Put $f(x,y):=\frac{2x^2y}{x^4 + y^2}$. Fix a real number $m$. Then for $x\neq 0$ $$f(x,mx^2)=\frac{2x^2mx^2}{x^4+m^2x^4}=\frac{2m}{1+m^2},$$ so if there was a limit, it would be $\frac{2m}{1+m^2}$. These one depends on $m$, which is absurd since the limit would be unique.

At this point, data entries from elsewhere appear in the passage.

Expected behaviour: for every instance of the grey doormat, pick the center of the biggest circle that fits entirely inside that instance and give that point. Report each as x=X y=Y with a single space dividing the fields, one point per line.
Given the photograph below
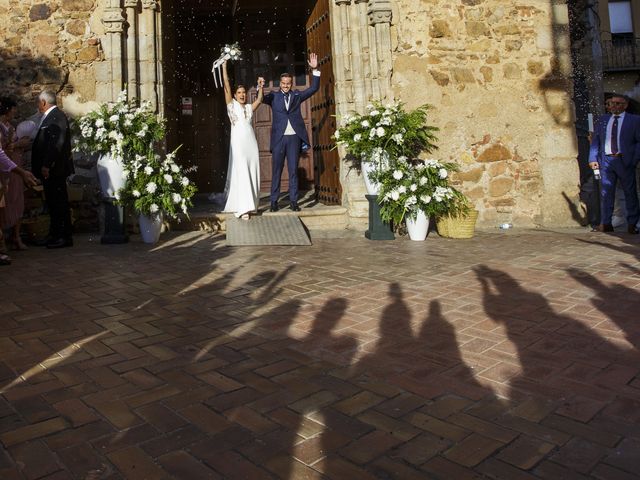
x=267 y=230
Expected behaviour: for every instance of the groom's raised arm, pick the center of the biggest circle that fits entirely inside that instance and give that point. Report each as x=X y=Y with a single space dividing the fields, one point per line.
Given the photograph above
x=314 y=77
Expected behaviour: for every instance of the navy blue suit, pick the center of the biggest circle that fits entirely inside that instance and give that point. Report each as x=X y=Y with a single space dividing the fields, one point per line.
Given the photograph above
x=619 y=167
x=288 y=146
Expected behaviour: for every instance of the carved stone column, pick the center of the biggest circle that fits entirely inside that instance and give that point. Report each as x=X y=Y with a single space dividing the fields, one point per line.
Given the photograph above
x=110 y=75
x=133 y=83
x=380 y=16
x=148 y=60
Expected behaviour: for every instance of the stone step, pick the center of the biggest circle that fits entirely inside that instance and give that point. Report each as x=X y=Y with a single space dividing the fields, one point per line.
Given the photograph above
x=206 y=216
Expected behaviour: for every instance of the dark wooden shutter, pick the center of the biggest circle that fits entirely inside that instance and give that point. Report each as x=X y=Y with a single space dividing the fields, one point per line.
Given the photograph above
x=323 y=110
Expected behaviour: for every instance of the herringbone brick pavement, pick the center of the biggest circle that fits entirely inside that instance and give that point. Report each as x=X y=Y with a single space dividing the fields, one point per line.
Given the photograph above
x=508 y=356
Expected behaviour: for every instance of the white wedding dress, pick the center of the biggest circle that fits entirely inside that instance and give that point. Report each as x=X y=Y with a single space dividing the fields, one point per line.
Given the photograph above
x=243 y=175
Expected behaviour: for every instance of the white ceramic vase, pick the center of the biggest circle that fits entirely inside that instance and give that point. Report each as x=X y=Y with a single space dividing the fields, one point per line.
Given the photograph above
x=150 y=227
x=110 y=174
x=418 y=227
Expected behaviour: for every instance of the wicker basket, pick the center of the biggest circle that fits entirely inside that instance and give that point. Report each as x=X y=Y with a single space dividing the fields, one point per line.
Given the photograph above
x=458 y=227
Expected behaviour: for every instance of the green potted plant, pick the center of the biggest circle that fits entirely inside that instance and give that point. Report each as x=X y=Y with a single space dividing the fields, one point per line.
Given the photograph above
x=384 y=133
x=415 y=190
x=156 y=187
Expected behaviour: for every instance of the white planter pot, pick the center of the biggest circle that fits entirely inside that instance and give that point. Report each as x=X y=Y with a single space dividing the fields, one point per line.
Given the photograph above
x=110 y=174
x=150 y=228
x=419 y=227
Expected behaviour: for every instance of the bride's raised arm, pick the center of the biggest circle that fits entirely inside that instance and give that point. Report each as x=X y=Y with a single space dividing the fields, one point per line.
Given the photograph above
x=228 y=97
x=260 y=96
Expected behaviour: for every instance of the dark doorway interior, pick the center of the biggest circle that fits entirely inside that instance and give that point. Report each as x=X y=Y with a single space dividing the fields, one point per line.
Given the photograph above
x=272 y=38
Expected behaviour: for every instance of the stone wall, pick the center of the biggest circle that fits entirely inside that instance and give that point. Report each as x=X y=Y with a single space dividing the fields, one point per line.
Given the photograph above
x=496 y=72
x=50 y=44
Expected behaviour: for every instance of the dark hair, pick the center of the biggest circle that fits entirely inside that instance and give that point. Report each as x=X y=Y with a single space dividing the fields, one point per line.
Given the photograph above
x=6 y=104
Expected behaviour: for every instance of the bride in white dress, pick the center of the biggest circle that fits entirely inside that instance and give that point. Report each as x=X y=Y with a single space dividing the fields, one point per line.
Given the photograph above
x=243 y=175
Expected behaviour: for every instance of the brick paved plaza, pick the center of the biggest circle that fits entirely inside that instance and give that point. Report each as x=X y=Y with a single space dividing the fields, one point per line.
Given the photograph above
x=511 y=355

The reason we teach this particular problem is to show that directional limits along straight lines are not enough. Along a straight line $y=mx,$ with $m \neq 0,$ we have $$ f(x,mx) = \frac{2 x^2 y}{x^4 + y^2} = \frac{2 m x^3 }{x^4 + m^2 x^2} = \frac{2 m x }{x^2 + m^2} $$ from which $$ |f(x,mx) | = \left| \frac{2 m }{x^2 + m^2} \right| \cdot |x| \leq \left| \frac{2 m }{ m^2} \right| \cdot |x| = \left| \frac{2 }{ m} \right| \cdot |x|. $$ Also, if we take either a vertical line $x=0$ or a horizontal line $y=0$ we get 0.

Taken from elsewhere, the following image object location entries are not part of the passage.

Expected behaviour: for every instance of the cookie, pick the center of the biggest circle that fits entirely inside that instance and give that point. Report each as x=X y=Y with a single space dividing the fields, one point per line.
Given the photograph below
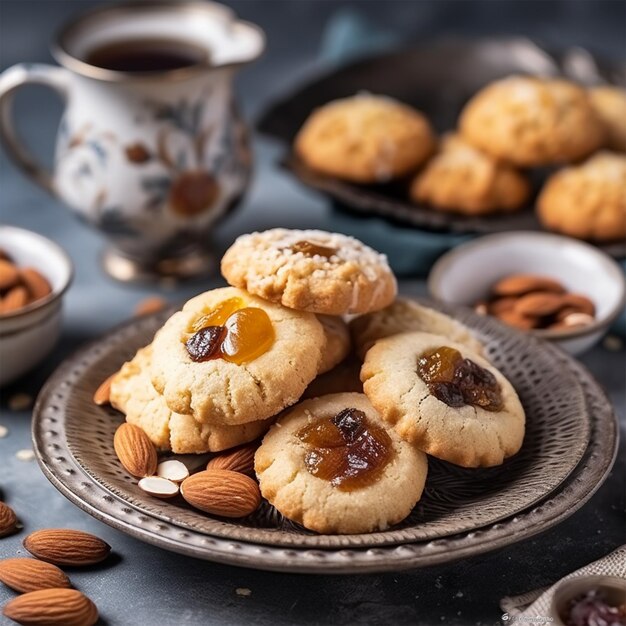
x=587 y=201
x=532 y=121
x=286 y=352
x=404 y=316
x=437 y=418
x=337 y=341
x=462 y=179
x=310 y=270
x=365 y=139
x=609 y=104
x=132 y=393
x=294 y=473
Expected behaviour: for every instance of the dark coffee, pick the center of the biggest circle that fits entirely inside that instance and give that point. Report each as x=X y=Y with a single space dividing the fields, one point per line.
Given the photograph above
x=147 y=55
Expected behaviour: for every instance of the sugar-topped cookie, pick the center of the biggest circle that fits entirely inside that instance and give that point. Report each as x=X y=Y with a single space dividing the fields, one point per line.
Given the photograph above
x=230 y=358
x=311 y=270
x=334 y=466
x=132 y=393
x=365 y=139
x=443 y=398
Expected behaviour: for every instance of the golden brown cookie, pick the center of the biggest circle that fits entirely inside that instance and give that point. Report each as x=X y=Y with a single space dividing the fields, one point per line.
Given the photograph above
x=365 y=139
x=286 y=354
x=465 y=180
x=610 y=105
x=406 y=315
x=461 y=419
x=532 y=121
x=311 y=270
x=587 y=201
x=132 y=393
x=368 y=480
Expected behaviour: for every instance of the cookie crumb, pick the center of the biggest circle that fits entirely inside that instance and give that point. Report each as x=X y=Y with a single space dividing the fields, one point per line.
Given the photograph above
x=243 y=591
x=25 y=455
x=613 y=343
x=20 y=402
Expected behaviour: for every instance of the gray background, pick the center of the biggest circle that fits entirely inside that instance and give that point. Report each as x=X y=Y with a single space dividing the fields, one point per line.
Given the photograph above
x=145 y=585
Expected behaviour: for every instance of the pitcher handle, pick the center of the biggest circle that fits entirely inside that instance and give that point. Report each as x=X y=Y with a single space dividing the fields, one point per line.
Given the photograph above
x=10 y=81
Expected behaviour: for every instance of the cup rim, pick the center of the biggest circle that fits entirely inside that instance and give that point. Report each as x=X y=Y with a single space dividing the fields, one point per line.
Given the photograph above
x=60 y=51
x=54 y=295
x=435 y=278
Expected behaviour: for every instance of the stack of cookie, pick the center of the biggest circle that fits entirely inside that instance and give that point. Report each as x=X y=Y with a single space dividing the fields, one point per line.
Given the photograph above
x=350 y=457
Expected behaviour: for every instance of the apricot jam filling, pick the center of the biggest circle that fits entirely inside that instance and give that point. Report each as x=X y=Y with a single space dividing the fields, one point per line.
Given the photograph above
x=348 y=450
x=457 y=381
x=231 y=331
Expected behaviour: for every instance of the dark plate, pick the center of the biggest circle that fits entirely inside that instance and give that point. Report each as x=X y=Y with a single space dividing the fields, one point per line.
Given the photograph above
x=437 y=78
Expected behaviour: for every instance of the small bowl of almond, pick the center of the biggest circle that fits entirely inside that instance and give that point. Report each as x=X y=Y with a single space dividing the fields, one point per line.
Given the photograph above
x=558 y=288
x=34 y=274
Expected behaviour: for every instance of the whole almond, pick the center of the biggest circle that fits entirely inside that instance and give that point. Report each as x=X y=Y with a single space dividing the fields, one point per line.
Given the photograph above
x=36 y=283
x=16 y=298
x=135 y=451
x=520 y=284
x=8 y=520
x=102 y=394
x=222 y=492
x=63 y=546
x=539 y=304
x=26 y=575
x=237 y=460
x=52 y=607
x=9 y=275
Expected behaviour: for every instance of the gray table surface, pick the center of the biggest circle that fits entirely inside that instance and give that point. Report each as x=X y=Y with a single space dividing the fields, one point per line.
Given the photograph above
x=145 y=585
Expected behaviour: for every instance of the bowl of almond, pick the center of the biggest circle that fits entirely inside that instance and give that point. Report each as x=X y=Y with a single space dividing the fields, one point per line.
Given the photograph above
x=563 y=290
x=34 y=274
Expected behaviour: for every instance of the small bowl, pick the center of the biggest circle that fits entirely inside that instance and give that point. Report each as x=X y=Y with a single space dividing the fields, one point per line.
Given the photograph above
x=28 y=335
x=612 y=587
x=465 y=275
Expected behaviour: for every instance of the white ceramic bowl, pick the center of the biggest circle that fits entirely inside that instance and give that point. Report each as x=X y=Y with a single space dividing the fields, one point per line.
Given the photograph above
x=29 y=334
x=464 y=276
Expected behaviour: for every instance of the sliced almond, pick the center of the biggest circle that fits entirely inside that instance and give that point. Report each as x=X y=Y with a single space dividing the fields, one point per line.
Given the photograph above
x=158 y=486
x=173 y=470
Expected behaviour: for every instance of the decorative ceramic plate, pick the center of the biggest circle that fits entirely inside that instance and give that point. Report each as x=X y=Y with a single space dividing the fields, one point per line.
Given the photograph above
x=437 y=78
x=74 y=444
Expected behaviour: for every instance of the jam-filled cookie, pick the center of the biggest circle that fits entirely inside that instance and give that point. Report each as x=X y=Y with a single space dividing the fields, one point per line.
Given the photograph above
x=311 y=270
x=532 y=121
x=334 y=466
x=132 y=393
x=445 y=399
x=337 y=341
x=365 y=139
x=465 y=180
x=230 y=358
x=404 y=316
x=587 y=201
x=610 y=105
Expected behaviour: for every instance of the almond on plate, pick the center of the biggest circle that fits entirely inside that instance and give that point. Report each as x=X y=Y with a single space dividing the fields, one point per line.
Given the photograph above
x=135 y=451
x=52 y=607
x=26 y=575
x=63 y=546
x=222 y=492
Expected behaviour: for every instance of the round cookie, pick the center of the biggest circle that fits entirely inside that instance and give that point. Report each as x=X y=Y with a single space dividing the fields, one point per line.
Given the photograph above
x=610 y=105
x=587 y=201
x=404 y=316
x=532 y=121
x=311 y=270
x=466 y=435
x=132 y=393
x=465 y=180
x=218 y=391
x=365 y=139
x=314 y=502
x=337 y=341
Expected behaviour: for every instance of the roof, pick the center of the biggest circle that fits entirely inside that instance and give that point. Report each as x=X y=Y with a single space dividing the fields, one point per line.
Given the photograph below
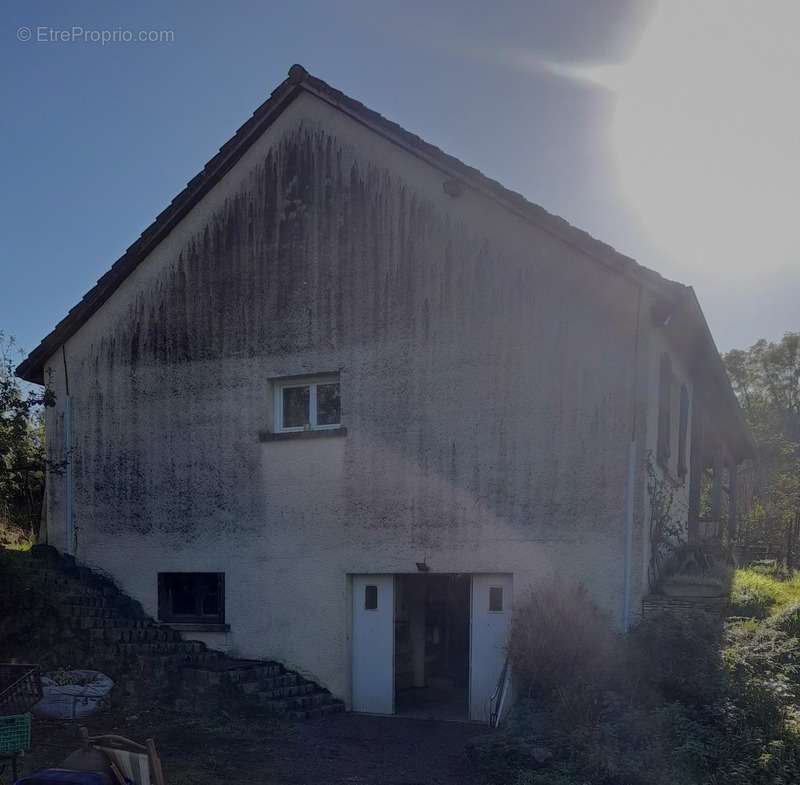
x=297 y=82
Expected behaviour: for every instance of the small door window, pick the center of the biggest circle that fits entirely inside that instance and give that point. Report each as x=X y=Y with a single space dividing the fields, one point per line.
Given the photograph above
x=496 y=599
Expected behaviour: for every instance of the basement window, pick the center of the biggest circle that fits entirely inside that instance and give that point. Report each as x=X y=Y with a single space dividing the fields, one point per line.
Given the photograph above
x=310 y=404
x=191 y=597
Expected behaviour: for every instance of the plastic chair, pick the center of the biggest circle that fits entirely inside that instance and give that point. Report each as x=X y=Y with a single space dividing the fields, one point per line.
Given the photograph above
x=130 y=761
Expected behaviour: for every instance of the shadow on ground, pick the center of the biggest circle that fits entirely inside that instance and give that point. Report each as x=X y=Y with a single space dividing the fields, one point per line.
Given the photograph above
x=345 y=749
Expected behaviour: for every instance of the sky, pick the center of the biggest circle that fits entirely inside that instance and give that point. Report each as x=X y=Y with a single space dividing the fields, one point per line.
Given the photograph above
x=669 y=130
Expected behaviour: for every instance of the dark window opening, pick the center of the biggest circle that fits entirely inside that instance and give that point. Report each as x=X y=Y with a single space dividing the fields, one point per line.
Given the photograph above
x=683 y=468
x=496 y=599
x=197 y=597
x=295 y=407
x=663 y=448
x=328 y=404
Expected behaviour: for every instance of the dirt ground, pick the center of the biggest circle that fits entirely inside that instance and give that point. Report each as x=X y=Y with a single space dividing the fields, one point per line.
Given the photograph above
x=344 y=749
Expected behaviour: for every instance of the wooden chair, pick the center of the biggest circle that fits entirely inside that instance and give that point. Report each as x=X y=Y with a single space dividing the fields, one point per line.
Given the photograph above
x=139 y=763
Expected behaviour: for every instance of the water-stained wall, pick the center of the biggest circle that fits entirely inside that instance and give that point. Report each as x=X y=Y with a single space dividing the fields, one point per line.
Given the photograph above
x=487 y=381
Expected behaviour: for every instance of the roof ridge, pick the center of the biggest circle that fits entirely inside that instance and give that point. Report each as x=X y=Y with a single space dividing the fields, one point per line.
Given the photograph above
x=299 y=79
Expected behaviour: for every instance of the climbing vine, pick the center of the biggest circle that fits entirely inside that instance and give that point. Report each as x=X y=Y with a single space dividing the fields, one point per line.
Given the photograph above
x=666 y=535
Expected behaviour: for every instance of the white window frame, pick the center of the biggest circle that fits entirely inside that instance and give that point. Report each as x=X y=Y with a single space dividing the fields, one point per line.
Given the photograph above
x=311 y=382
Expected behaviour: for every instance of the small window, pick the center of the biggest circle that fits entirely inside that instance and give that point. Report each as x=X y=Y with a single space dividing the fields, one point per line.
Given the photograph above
x=683 y=466
x=307 y=404
x=195 y=597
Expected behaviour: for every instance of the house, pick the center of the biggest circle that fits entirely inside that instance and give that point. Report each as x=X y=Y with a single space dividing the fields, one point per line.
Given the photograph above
x=347 y=397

So, approaching the origin along any straight line gives an evident limit of 0. In one variable, that would be enough, but in at least two variables, that is not sufficient to show that there is a limit, just approach the origin along a parabola $y = m x^2$ instead, as in Davide's answer.

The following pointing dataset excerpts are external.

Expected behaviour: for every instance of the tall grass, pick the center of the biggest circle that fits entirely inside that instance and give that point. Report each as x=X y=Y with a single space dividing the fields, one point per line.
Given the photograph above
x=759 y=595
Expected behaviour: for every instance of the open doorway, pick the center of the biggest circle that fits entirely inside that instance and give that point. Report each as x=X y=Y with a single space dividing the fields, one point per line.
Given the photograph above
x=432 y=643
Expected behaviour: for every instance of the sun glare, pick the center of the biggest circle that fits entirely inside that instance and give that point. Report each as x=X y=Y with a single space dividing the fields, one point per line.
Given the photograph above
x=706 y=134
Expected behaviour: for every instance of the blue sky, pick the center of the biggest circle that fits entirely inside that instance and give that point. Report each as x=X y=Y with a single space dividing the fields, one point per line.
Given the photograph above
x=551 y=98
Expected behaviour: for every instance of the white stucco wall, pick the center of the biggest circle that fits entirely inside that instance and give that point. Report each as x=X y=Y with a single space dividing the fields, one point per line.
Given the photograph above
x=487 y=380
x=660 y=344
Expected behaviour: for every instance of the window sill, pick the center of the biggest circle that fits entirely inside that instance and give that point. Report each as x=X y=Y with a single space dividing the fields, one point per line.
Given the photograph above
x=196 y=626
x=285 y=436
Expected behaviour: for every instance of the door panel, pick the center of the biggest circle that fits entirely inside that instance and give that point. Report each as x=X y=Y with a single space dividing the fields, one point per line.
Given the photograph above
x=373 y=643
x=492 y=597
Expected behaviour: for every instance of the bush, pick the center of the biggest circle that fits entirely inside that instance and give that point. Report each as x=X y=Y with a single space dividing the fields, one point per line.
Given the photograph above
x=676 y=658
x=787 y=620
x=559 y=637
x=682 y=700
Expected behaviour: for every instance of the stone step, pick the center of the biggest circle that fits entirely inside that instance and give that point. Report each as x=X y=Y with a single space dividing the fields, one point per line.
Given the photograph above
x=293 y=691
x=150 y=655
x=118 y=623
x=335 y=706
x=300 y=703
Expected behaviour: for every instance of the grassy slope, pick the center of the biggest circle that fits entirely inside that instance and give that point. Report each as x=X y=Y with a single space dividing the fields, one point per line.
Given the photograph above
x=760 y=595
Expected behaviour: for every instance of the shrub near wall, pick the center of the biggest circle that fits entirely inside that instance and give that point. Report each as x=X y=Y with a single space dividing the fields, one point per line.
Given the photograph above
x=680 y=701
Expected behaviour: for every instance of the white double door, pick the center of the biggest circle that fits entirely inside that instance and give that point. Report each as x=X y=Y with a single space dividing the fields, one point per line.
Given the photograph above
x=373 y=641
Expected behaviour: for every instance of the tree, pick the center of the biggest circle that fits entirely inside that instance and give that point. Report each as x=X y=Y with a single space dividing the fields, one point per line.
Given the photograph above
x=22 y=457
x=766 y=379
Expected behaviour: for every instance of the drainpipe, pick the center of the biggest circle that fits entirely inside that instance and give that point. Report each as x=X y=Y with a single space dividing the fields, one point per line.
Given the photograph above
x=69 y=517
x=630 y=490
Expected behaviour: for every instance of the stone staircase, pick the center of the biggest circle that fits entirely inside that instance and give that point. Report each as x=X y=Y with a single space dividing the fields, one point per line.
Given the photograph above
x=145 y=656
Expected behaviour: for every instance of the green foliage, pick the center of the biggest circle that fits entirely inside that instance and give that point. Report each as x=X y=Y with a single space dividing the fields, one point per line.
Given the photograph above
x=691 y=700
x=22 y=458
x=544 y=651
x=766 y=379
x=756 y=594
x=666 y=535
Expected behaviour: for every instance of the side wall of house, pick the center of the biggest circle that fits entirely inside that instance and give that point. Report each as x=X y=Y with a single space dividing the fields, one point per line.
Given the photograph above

As you have pointed out: Putting $(x,y) = (t,t^2)$ will give you:

$$\lim_{t\to 0} \frac{2t^4}{2t^4} = \lim_{t\to 0}1 = 1$$

Using the path $(x,y) = (t,0)$ gives

$$\lim_{t\to 0} \frac{ 2t^2 \cdot 0 }{t^4} = \lim_{t\to 0} 0 = 0$$

Since you got a different value in each case, the original limit cannot exist.